I don't know about the internals, but what do you want to do? In my case I used this to create different data classes in my domain model

Amo

To show to users etc. Not to pass them directly back into the database

Yuri

if do like i want, and then select user.media the media will be collection of two different model types

Yuri

its not ok too

Amo

Sorry, I don't understand your issue.

Amo

You can enable SQL log and do a media.get(id=2) on a music entity and check if this helps you

꧁Rhͪaͣpsoͦdͩoͦs93꧂

any news about python3.11 support?

Alexander

Not yet, sorry...

Andrey

#autoleave

Oleksandr

Весеннее ботообострение

Vitaliy

Hello Alexander! @metaprogrammer I found a bug related to Json in MySQL. Let's assume we have simplified model and here are examples of insert/fetch queries: class User(db.Entity): emails = Required(Json, default=[]) User(emails=['test@te.st', 'other@ema.il']) select(u for u in User if 'test@te.st' in u.emails) This query work fine generating following WHERE condition: json_contains(`u`.`contact`, '["test@te.st"]', '$') or json_contains_path(`u`.`contact`, 'one', '$."test@te.st"') As we see you designed it to work for both lists and dicts. But if we use variable in the query: value = 'test@te.st' select(u for u in User if value in u.emails): it fails with an error: pony.orm.dbapiprovider.OperationalError: (3143, 'Invalid JSON path expression.

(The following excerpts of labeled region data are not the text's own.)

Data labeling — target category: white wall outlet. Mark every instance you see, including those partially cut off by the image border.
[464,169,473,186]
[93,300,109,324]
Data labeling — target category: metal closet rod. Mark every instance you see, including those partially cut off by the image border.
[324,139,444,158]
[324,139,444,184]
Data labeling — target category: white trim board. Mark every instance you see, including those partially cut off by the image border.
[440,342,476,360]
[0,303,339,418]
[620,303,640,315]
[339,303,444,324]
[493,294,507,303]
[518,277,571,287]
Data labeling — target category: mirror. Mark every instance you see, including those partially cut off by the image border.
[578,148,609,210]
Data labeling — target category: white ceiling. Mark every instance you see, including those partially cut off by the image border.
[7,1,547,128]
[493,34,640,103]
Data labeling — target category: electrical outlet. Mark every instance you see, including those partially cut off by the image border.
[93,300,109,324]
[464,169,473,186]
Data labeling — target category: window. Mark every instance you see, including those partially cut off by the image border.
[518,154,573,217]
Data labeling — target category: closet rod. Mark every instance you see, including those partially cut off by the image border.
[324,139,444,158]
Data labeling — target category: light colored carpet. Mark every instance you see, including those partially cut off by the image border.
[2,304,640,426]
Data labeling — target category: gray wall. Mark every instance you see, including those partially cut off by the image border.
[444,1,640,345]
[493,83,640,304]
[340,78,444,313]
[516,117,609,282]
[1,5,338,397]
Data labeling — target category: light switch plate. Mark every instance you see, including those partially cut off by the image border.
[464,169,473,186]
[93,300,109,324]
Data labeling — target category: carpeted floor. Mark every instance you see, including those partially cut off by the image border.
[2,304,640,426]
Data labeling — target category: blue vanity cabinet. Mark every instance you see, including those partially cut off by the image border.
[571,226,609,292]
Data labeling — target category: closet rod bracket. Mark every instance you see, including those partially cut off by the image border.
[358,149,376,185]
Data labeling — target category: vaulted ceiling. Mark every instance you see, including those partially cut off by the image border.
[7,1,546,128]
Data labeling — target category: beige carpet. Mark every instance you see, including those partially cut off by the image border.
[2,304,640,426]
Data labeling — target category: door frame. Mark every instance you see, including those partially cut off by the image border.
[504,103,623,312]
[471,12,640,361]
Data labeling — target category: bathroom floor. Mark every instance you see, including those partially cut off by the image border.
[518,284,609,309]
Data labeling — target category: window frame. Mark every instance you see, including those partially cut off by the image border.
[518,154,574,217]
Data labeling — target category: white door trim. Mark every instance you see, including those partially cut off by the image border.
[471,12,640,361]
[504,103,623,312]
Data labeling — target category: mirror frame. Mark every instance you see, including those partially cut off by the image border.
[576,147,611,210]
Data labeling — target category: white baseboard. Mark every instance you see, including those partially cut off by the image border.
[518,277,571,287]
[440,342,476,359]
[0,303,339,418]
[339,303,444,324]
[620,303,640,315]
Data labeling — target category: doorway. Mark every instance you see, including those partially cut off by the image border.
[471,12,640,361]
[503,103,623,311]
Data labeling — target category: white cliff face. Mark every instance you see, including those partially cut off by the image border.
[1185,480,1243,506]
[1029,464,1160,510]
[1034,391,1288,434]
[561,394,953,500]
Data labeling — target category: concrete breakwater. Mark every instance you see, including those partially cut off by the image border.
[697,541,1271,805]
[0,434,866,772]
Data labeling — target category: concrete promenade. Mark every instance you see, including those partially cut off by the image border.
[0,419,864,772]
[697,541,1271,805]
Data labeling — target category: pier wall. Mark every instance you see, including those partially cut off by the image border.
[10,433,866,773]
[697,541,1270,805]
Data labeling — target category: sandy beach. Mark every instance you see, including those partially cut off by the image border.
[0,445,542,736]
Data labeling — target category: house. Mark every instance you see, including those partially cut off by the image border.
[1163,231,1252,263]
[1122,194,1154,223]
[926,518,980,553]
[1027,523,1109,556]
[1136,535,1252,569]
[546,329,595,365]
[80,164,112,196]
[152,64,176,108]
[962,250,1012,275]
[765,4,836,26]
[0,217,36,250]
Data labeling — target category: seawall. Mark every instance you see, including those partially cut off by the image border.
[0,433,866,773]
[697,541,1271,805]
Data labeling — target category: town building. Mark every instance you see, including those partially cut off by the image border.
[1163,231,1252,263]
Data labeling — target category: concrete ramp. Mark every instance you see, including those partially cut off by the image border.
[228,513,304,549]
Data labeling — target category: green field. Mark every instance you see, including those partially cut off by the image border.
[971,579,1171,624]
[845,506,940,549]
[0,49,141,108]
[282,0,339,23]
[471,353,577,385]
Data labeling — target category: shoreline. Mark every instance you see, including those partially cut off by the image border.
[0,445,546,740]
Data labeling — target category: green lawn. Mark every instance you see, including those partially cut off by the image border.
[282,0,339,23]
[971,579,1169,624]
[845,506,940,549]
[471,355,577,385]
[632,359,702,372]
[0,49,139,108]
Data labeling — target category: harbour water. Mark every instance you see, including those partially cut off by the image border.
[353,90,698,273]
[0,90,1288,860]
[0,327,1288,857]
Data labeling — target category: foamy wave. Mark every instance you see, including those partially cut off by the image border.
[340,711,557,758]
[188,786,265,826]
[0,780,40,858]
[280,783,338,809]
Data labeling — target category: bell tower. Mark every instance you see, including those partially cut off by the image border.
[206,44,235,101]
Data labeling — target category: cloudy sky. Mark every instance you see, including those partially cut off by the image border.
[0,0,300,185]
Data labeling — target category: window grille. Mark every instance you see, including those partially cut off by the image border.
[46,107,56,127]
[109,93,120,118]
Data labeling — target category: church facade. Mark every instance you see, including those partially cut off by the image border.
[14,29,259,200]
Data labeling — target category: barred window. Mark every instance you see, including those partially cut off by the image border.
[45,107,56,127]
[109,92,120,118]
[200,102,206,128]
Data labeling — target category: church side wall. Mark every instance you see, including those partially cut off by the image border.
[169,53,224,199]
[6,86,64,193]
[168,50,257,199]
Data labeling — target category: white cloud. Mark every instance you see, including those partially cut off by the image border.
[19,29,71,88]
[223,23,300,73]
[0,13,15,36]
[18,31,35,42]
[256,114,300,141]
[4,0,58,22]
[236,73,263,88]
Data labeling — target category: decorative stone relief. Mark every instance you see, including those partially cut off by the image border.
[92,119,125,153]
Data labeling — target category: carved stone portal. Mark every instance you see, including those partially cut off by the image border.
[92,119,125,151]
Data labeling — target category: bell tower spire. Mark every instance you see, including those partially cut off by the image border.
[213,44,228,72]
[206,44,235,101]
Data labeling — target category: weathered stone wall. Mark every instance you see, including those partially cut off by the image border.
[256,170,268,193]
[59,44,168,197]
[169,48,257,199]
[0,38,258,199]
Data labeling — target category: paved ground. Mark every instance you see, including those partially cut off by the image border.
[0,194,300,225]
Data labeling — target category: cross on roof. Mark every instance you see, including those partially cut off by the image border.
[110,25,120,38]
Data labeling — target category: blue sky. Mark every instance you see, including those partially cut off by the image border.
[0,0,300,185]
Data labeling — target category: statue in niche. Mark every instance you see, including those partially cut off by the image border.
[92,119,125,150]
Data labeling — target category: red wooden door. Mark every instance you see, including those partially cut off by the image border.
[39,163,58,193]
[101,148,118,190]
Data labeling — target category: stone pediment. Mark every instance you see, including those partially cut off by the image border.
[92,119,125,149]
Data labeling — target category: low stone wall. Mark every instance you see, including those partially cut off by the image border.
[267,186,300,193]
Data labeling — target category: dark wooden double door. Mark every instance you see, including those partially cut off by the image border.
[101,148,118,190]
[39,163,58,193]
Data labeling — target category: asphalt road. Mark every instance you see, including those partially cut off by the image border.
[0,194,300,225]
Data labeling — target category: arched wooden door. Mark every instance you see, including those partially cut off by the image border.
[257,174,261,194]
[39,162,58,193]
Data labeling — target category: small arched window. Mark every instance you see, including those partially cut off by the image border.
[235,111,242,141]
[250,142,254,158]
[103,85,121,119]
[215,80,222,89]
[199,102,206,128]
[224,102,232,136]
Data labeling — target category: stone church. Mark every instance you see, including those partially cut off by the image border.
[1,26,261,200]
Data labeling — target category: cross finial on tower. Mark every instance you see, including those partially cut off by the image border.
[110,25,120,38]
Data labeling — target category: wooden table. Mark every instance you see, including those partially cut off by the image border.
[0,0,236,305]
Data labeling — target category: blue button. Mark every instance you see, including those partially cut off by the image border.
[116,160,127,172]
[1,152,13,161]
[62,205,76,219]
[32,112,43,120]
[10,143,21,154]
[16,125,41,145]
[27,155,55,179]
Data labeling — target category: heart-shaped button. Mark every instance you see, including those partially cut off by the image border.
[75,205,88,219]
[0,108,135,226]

The error is around character position 1.') generating such a condition: json_contains(`u`.`contact`, '["test@te.st"]', '$') or json_contains_path(`u`.`contact`, 'one', '["test@te.st"]') After debugging a couple of hour I still not understand how too fix it quickly. The only workaround is to run query as string like select('u for u in User if %r in u.emails' % value). Can you please take a look into this issue?